Creating a Fast, In-Memory Search Engine in Python With Whoosh
If you need powerful full-text search capabilities without relying on external tools like Elasticsearch, Whoosh is a lightweight Python library that lets you create efficient search engines right in your application. In this guide, we'll create an in-memory search engine that can index and query documents quickly and easily.
1. Installation
pip install whoosh
2. Basic Setup
We start by defining a schema for the documents we want to index:
from whoosh.fields import Schema, TEXT, ID
from whoosh.filedb.filestore import RamStorage
schema = Schema(title=TEXT(stored=True), content=TEXT(stored=True), path=ID(stored=True))
storage = RamStorage()
index = storage.create_index(schema)
3. Adding Documents to the Index
writer = index.writer()
documents = [
{"title": "Intro to Python", "content": "Python is a versatile language.", "path": "/docs/python"},
{"title": "Advanced Flask", "content": "Learn advanced web patterns in Flask.", "path": "/docs/flask"},
{"title": "FastAPI Performance", "content": "Build fast APIs with Python.", "path": "/docs/fastapi"},
]
for doc in documents:
writer.add_document(title=doc["title"], content=doc["content"], path=doc["path"])
writer.commit()
4. Searching the Index
from whoosh.qparser import QueryParser
with index.searcher() as searcher:
query = QueryParser("content", index.schema).parse("python")

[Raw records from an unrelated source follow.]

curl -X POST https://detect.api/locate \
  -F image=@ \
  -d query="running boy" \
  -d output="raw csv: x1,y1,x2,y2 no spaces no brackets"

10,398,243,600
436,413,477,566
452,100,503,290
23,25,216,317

results = searcher.search(query)
for r in results:
print(f"Title: {r['title']}, Path: {r['path']}")
5. Advanced Querying
Whoosh supports AND, OR, wildcards, phrase searching, fuzzy matches, and more. Here’s a phrase match example:
query = QueryParser("content", index.schema).parse('"fast apis"~2')
6. Use Cases
- Internal documentation search
- Log search utilities
- Static blog/site indexing
Conclusion
Whoosh is an excellent option when you need full-text search with zero infrastructure. It's especially effective for in-memory applications or embedded tools where portability and speed matter.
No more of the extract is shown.